The irony, of course, is that it’s called a newsroom when the news is never there.

It’s in Kyiv or Islamabad or Edmonton or Des Moines, and that’s the true strength and beauty of them — the immediate transfer of information, words and images that flow into and out of the editors’ desks in the newsroom. There’s often someone who does rewrite (I have!) which is wild…a reporter calls in with their story and reads it to you over the phone so you have to type really fast and accurately! I’ve also dictated my own stories by phone as well. Very 1940s!

A crucial — and unseen/unheralded — part of every functional newsroom are its editors, for copy, graphics, maps, illustrations and photos. There are also, depending on the size of the media outlet, lawyers who may review a story for accuracy and defense against a charge of libel.

I first worked in a time when our laptops were very slow, TRS-80s, with tiny screens and we had to transmit our stories to the newsroom using alligator clips you attached to the handset of a telephone. That’s if you could even find a phone on deadline! Research meant actually reading and speaking to sources as our only font of information — no Google!

Competing with a better-funded paper like the Toronto Star could be a nightmare, like the night there was a prison riot in a city 2.5 hours east of Toronto. The Star, of course, got reporters to the scene while I, sitting in the newsroom, had to update five editions with very very little material. We even had to ask a senior manager whenever we needed a new notebook.

But I really miss its wit and repartee….like the night I was banging away on deadline and an editor shouted down the room…”Where is it?!”

“Hey, you can’t rush perfection,” I replied. The Venus de Milo wasn’t made in a day!”

“Do you type like her?”

The Montreal Gazette was another world, with one key editor who was deeply Catholic so I was cautioned never to suggest a story about abortion. It was one-paper town (in English) — compared to three in Toronto. The metabolism was slower. It wasn’t a great fit for me.

The NY Daily News hired me without previous NYC paper experience nor work for a tabloid. At prior papers, 1,000 words was a warm-up; at the News, deemed a long feature. Its halls held enormous copies of legendary moments in history, their front pages, framed. No pressure!

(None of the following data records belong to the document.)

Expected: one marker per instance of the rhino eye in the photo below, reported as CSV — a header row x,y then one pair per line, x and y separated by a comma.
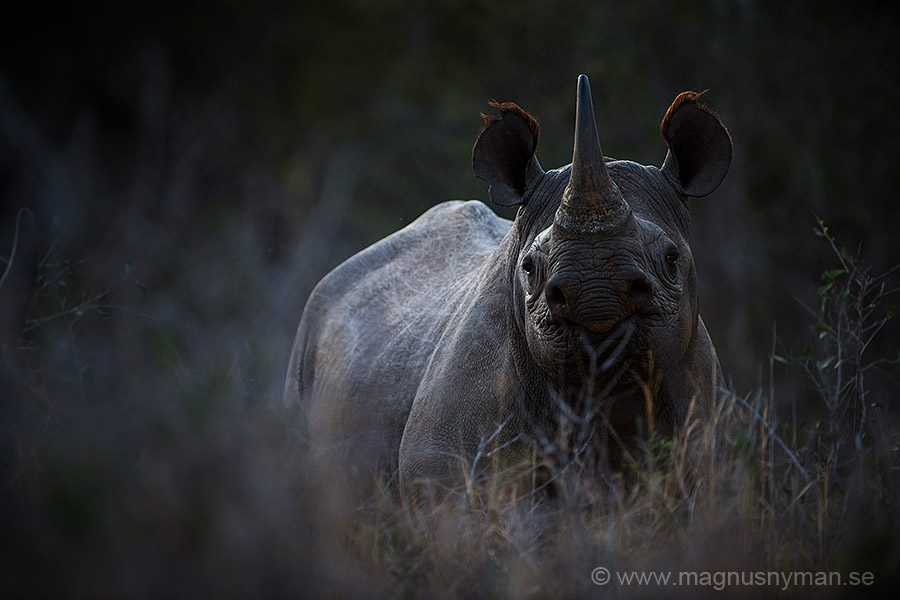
x,y
672,257
530,270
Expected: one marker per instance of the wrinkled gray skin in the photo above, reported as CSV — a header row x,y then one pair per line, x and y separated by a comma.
x,y
464,332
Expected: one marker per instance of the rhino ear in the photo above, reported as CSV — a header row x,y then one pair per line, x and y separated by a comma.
x,y
699,145
504,153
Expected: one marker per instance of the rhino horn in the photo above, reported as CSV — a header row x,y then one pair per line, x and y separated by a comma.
x,y
591,202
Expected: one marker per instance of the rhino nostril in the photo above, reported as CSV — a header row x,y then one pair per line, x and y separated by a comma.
x,y
556,299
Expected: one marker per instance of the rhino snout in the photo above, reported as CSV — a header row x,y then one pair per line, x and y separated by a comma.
x,y
599,305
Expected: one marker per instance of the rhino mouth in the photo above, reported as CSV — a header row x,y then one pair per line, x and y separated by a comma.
x,y
603,361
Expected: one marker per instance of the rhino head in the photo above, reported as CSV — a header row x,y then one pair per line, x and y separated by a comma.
x,y
604,284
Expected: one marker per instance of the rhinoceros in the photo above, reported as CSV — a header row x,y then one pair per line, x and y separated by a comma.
x,y
465,336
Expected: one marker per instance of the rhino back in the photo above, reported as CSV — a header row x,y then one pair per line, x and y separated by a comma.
x,y
370,327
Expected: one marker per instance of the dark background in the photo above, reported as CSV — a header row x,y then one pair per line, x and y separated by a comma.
x,y
232,153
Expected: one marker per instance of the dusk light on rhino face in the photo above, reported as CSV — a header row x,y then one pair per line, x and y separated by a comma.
x,y
606,307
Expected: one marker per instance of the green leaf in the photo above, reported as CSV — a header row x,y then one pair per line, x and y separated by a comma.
x,y
831,274
822,364
825,329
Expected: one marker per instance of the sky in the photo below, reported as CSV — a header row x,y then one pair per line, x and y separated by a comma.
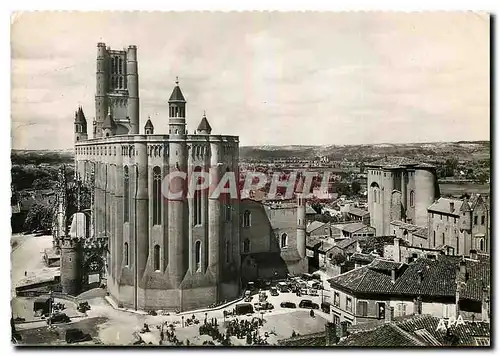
x,y
303,78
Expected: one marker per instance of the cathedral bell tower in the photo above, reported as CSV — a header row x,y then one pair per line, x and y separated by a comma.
x,y
178,215
177,112
80,126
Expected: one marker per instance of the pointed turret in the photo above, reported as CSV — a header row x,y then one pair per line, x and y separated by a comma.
x,y
80,125
204,127
149,128
109,125
176,96
177,111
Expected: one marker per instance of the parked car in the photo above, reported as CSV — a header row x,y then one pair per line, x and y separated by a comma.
x,y
248,299
243,308
313,292
308,304
262,296
266,306
288,305
58,318
283,287
76,335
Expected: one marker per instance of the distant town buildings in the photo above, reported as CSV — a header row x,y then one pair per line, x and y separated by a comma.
x,y
400,189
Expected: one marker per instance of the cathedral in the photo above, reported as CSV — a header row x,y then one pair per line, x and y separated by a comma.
x,y
171,254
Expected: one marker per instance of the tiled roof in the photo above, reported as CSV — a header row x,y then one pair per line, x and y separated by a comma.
x,y
417,330
310,210
442,205
410,227
383,336
438,278
392,162
267,259
385,265
479,278
314,225
290,255
149,124
364,280
316,339
312,241
176,95
326,245
460,334
362,257
353,227
204,125
423,231
358,211
348,242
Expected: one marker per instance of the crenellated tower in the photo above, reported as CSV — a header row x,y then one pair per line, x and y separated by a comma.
x,y
71,264
80,125
117,88
178,208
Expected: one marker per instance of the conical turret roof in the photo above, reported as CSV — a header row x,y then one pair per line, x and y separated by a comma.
x,y
109,123
204,125
80,116
149,124
176,96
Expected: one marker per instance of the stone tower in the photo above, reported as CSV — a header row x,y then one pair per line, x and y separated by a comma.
x,y
80,125
177,208
117,87
301,220
149,128
71,264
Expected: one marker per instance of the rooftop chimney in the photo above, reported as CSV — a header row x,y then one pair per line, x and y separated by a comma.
x,y
389,313
462,269
343,329
485,310
417,305
420,276
397,250
393,275
331,334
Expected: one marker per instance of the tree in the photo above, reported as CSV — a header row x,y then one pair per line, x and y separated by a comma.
x,y
317,207
355,187
40,217
338,259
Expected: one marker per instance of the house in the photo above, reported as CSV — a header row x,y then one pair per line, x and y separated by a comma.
x,y
357,214
443,288
461,225
356,229
407,331
401,251
415,235
417,330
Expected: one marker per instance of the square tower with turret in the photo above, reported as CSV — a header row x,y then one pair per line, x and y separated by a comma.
x,y
117,90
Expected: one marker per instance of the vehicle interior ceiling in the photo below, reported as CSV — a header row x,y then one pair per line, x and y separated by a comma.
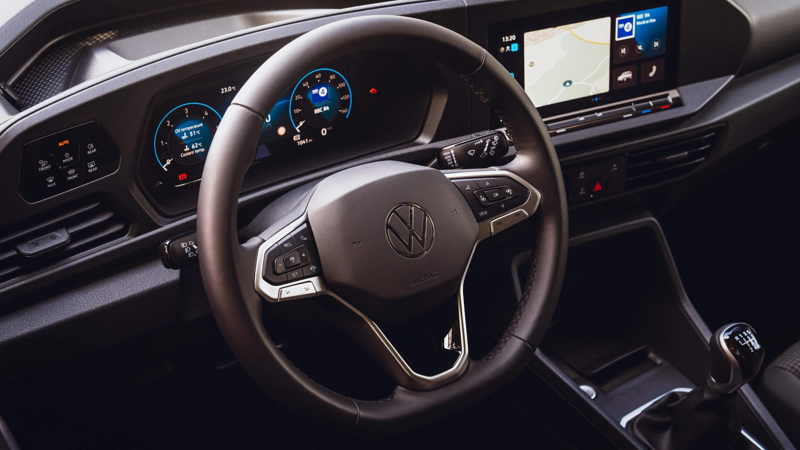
x,y
673,128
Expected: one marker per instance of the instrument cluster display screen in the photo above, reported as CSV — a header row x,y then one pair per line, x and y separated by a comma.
x,y
591,60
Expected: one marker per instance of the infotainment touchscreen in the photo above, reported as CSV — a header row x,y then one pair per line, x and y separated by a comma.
x,y
601,56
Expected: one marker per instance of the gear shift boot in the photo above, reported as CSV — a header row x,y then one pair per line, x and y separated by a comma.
x,y
706,417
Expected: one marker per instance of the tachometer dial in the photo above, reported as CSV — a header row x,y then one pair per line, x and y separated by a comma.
x,y
320,102
182,141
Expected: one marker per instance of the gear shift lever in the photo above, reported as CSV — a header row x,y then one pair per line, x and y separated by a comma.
x,y
706,417
736,357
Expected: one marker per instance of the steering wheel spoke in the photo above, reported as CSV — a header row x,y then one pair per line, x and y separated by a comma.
x,y
498,198
288,266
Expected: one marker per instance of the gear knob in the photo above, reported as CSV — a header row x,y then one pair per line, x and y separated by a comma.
x,y
736,357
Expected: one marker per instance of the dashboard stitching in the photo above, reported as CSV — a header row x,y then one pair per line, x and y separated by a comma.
x,y
358,413
483,60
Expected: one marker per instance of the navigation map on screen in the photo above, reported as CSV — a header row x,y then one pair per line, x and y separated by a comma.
x,y
567,62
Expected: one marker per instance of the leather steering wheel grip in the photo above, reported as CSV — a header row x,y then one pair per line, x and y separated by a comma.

It was a very male place, with a few star reporters who were women. The photo editor shouted at me, again in an open newsroom where everyone was his unwilling audience, when I dared to ask for some basic instructions. I explained to my boss — who told me the man had once thrown a radio at him.

Like that.

I broke several national stories and learned how to write tighter. I reported on a very different — much less affluent, much more diverse — New York than I’d ever known. Our stories were in Harlem and Queens and the Bronx, not the Upper East Side.

But the manager who hired me soon left, and my time there became extremely difficult. I won’t say more, but I’ve never worked in a newsroom since.

I miss them.

I do.

There is there, at its best, a tremendous sense of teamwork and accomplishment. For some.

There is, at its best, ready access to some of the smartest and most fun and boldest people you’re ever likely to meet — colleagues who’ve worked in places like Kabul and Kandahar, not just Kalamazoo.

I’ve signed up to be a mentor with Report For America.

I look forward to helping the next generation survive their newsrooms.